Florida Won’t Require High School Athletes to Share Their Menstrual History, but May Force Them to Reveal Their Sex Assigned at Birth
The information could be used to out transgender students.
The Florida High School Athletics Association decided Thursday not to require student athletes to give their schools detailed information about their periods—a proposed policy that sparked widespread outcry—but will ask for their sex assigned at birth.
The FHSAA board of directors was due to meet at the end of the month for a final vote on the committee recommendation, but held an emergency meeting Thursday after heated pushback from parents, health care providers, and Florida legislators.
Ahead of the vote, the board read public comments that had been submitted. Almost all of the 150 comments submitted to the board opposed asking for students’ menstrual history.
“This is a huge invasion of privacy, not necessary, and absolutely creepy,” one commenter said. Others pointed out the double standard of not requiring boys to submit personal medical details. “It is clear that your agenda is a political one, and it has no place in our schools,” said another commenter.
The board voted 14–2 to remove all menstrual history questions, but students would still be required to submit their entire medical history form to their schools.

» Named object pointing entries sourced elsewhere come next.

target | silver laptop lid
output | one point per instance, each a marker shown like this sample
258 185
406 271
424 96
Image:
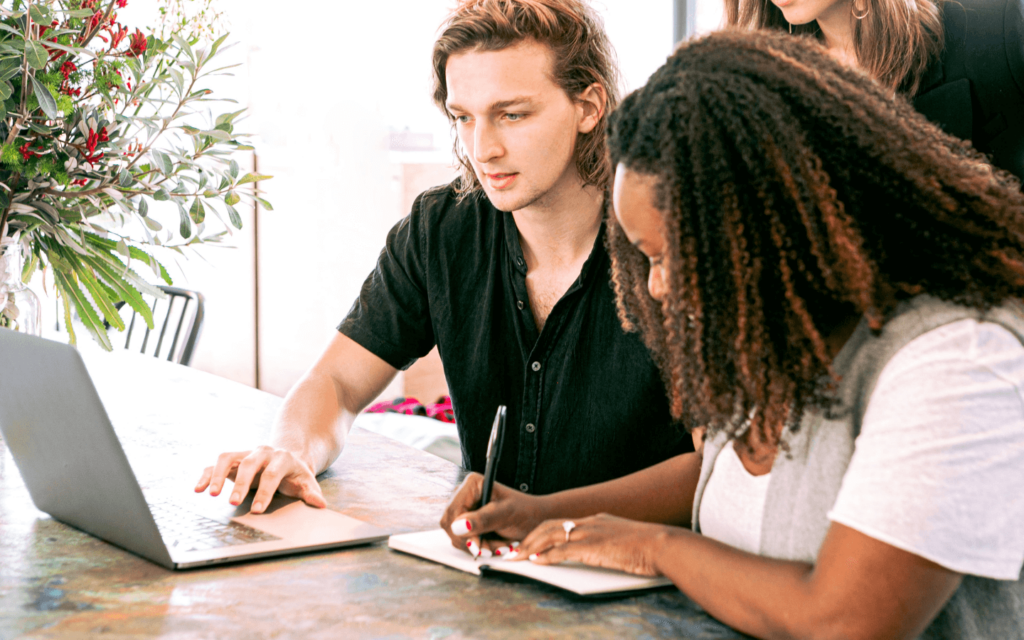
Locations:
62 442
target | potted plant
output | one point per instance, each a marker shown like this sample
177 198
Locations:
97 123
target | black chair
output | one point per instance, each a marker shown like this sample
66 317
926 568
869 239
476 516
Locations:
182 311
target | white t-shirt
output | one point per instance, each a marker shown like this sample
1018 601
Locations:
938 467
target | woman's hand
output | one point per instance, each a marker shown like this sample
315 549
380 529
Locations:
603 541
509 515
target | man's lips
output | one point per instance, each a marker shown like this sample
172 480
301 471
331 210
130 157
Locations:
501 180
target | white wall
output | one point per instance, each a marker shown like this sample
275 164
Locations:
325 82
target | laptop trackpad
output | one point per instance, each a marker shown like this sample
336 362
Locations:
297 522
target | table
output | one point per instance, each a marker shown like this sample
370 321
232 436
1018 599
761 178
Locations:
56 582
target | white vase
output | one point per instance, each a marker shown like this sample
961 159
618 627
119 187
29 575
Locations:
19 307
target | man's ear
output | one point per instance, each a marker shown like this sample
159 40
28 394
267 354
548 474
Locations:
591 104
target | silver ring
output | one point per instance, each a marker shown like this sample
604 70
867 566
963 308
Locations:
568 525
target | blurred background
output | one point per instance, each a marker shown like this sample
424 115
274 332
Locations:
338 98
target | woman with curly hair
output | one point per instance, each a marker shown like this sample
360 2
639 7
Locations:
830 285
962 61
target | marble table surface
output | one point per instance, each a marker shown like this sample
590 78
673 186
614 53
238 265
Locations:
56 582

However, the form was changed to ask the students’ “sex assigned at birth” instead of just their sex. If the board votes at the end of the month to adopt this new form, the information could be used to out transgender students. Florida Governor Ron DeSantis has banned trans girls from playing girls’ sports.
The FHSAA announced in October that it was digitizing its annual physical form for student athletes. The new form included optional but detailed questions about students’ menstruation cycles. Previously, only one page of the paper form—on which a pediatrician would sign off on a student being allowed to play—would be submitted to a school.

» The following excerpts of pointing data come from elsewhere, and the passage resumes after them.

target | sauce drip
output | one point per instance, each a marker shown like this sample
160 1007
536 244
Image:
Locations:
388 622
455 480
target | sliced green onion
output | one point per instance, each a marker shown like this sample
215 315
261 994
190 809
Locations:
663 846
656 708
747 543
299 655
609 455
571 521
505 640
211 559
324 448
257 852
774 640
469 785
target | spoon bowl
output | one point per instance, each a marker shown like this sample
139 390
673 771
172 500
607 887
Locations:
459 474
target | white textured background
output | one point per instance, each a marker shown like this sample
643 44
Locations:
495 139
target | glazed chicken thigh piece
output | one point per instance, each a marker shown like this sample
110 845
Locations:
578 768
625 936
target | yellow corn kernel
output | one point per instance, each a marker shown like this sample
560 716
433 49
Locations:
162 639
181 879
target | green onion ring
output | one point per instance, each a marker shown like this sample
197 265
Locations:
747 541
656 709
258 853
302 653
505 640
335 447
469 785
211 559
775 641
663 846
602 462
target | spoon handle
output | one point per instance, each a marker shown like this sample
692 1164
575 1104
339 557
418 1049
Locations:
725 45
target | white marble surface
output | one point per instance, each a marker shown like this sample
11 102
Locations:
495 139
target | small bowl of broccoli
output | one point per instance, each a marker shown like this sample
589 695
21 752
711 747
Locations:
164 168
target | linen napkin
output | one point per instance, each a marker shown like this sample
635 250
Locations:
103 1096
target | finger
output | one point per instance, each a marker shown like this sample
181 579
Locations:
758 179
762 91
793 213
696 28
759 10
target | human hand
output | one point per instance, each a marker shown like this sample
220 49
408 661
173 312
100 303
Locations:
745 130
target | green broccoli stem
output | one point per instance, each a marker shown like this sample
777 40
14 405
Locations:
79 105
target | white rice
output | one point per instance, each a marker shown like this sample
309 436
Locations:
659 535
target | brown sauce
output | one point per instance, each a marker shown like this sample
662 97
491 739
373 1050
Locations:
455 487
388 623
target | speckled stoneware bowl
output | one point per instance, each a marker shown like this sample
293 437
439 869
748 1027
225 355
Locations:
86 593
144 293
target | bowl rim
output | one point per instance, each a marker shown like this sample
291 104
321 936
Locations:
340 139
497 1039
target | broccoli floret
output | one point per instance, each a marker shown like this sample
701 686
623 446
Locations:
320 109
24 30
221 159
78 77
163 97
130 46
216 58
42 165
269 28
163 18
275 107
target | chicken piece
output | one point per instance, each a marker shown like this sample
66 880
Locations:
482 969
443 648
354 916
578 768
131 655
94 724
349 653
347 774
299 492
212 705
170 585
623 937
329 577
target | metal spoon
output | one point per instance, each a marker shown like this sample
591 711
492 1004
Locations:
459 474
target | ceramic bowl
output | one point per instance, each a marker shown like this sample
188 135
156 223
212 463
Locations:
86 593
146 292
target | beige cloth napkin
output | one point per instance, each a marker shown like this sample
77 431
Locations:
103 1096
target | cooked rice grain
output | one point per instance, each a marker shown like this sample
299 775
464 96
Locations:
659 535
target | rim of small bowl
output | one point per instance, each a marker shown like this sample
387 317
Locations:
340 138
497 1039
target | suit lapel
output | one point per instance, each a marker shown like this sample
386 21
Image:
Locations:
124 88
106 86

Despite widespread public outcry over the potential repercussions of digitizing that data, an FHSAA panel decided in January not only to stand by the change, but also recommended the menstrual history questions be made mandatory.
Many parents and doctors were worried that schools would use the menstrual data to monitor students for late or missed periods, a possible sign of pregnancy, or to out trans students by watching for girls who don’t get periods or boys who do.
The FHSAA board of directors announced Tuesday they would hold the emergency meeting, just hours after 30 Florida lawmakers called on them not to approve the requirement that students provide their menstrual history. The letter writers, all Democratic members of the state House, called the menstrual history questions “highly invasive,” in violation of Florida’s constitutional right to privacy, and asked what the scientific justification for the questions was.
Since the fall of Roe v. Wade, people have been hypervigilant about third parties tracking menstrual data. Period tracker apps and the platform that hosts Florida’s new digital athletics form are not owned by medical institutions and therefore are not subject to health privacy laws. If subpoenaed for someone’s data, particularly in a state where abortion has been made illegal, the companies would be required to hand it over.
Republicans have been cracking down on the rights of women, girls, and gender minorities at the state and federal level. In the past few weeks alone, there has been a huge uptick in state-level health care legislation aimed at limiting access to gender-affirming care and abortion, even in states where residents have voted to protect those rights. In Texas, anti-abortion groups have filed a lawsuit that could force the FDA to revoke approval of mifepristone, a medicine used to terminate pregnancies, which would pull the drug from the market.